No Sul e Sudeste do Pará, os projetos de mineração da Vale já expulsaram de cerca de 150 famílias de assentamentos de reforma agrária, e a implantação de novos ameaça expulsar outras 500. Noutra frente, a compra de 600 mil hectares de terras pela Agropecuária Santa Bárbara, do banqueiro Daniel Dantas, tem causado não só graves danos ambientais como a destruição da floresta nativa, mas também, submetido milhares de trabalhadores a escravidão. Entre 1996 e 2008, foram libertados 11.193 trabalhadores pelo Ministério do Trabalho no Pará, sendo que, quase totalidade dos casos ocorreu nessas duas regiões.
A denúncia é da Comissão Pastoral da Terra – Regional Pará em nota sobre os conflitos fundiários neste Estado. “A migração crescente para a região atraída pela propaganda enganosa dos grandes projetos agrava os problemas sociais. Como esses migrantes não são absorvidos por estes projetos, não resta alternativa a não ser a terra para sobreviver. Nos últimos três anos, 66 fazendas foram ocupadas por 10.599 famílias sem terra no sul e sudeste; 101 trabalhadores e lideranças foram ameaçados de morte; 23 trabalhadores foram feridos a bala por pistoleiros e seguranças de fazendas; 17 trabalhadores foram assassinados na luta pela terra e 128 foram presos pela polícia. Os conflitos das últimas semanas que resultaram em depredações de patrimônio e interdição de estradas é conseqüência dessa violência desenfreada e impune contra os trabalhadores rurais”.

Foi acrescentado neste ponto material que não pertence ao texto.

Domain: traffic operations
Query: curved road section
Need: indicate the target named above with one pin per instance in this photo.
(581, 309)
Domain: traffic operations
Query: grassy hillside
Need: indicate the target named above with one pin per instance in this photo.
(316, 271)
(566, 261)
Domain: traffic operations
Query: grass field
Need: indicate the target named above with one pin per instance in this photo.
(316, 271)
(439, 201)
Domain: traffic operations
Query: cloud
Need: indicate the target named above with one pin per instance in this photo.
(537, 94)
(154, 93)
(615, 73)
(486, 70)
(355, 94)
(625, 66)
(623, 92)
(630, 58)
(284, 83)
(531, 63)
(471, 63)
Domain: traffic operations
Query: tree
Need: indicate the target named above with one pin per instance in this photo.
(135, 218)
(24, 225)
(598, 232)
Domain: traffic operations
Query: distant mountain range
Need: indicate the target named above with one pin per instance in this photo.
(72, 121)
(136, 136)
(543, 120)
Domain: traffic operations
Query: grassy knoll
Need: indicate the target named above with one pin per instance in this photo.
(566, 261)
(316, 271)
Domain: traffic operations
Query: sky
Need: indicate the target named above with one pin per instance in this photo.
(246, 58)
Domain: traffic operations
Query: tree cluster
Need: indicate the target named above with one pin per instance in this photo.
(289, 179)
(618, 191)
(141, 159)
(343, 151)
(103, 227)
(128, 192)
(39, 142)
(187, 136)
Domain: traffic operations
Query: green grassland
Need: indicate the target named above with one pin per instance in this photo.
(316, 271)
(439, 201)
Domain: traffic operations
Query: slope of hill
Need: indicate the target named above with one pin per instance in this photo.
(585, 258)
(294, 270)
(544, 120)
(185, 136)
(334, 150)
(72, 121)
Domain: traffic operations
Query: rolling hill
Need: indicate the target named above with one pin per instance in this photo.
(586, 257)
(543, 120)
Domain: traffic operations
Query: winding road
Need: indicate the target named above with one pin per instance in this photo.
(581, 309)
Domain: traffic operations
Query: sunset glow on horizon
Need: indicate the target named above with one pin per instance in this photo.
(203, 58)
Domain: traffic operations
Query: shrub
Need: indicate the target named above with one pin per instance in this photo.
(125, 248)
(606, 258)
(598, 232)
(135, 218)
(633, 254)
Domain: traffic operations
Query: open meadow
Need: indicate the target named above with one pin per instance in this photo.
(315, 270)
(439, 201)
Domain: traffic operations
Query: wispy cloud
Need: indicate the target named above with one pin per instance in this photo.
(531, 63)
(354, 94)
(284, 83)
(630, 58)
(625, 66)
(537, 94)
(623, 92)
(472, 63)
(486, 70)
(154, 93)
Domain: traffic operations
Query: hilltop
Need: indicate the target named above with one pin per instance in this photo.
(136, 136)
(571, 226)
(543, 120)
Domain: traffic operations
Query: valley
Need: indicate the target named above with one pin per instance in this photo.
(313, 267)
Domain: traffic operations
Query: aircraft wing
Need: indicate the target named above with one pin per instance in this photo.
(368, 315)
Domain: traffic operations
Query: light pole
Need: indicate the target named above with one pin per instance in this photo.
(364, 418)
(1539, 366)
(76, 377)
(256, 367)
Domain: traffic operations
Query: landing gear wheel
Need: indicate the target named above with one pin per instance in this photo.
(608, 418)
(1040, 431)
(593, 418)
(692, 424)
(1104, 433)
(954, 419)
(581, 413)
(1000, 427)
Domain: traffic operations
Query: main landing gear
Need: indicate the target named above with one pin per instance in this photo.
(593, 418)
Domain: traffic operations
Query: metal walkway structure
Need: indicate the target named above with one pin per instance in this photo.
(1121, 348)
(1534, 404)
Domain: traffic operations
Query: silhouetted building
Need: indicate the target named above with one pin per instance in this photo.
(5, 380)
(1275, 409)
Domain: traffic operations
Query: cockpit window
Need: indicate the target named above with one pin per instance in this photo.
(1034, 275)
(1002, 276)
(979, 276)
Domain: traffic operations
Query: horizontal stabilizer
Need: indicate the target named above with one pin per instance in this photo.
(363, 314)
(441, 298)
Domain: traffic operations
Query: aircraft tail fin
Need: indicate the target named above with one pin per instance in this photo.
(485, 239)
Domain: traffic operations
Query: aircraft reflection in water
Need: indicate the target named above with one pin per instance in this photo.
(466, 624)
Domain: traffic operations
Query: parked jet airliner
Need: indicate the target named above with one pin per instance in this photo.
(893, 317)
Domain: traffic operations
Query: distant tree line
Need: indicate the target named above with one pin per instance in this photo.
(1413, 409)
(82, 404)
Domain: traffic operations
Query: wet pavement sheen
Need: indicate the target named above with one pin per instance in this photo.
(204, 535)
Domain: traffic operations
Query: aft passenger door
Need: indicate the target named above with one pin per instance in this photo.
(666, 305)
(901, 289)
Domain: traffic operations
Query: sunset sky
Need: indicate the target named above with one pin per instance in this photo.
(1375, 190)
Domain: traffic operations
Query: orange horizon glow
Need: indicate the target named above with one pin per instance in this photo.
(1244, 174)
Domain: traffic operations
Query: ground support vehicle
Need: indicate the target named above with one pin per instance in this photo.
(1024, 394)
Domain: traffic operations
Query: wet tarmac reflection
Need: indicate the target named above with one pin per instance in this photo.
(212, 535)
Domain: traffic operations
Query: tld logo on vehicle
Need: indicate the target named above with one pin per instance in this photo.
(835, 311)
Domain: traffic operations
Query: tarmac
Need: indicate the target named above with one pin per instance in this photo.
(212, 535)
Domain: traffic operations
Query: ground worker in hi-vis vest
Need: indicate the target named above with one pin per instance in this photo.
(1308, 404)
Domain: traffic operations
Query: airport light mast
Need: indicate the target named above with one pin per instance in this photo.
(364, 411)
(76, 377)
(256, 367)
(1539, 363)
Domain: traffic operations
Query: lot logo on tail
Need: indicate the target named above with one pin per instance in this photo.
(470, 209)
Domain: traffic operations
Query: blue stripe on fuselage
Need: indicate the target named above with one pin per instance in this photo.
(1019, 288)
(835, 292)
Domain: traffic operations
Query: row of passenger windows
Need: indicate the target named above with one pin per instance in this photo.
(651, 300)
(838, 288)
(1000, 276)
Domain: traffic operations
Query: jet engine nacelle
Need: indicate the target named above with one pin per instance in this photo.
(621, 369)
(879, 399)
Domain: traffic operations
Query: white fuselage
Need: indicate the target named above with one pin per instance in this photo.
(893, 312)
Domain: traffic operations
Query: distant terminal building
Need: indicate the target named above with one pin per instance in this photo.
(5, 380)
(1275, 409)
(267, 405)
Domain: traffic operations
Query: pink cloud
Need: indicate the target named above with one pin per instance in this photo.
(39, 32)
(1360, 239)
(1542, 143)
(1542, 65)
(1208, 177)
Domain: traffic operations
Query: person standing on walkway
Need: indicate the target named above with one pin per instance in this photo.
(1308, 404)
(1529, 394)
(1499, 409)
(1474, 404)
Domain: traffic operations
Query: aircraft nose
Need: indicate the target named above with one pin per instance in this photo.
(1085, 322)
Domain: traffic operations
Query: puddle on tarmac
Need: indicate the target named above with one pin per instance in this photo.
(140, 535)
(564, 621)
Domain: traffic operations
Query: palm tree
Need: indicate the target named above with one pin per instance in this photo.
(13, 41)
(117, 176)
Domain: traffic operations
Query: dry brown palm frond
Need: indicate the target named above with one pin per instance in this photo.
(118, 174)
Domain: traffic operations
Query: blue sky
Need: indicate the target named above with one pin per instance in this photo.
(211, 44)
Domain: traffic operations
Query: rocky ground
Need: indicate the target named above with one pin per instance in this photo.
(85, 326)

Já a resposta do governo a essa situação, diz a CPT, tem sido desastrosa: Reforma Agrária engessada, recursos públicos canalizados para atender o interesse dos grupos econômicos, negativa em defender os projetos dos Movimentos Sociais e negociar suas pautas de reivindicações, incapacidade de dialogar na solução dos conflitos e insistência na alternativa policial para resolver problema social.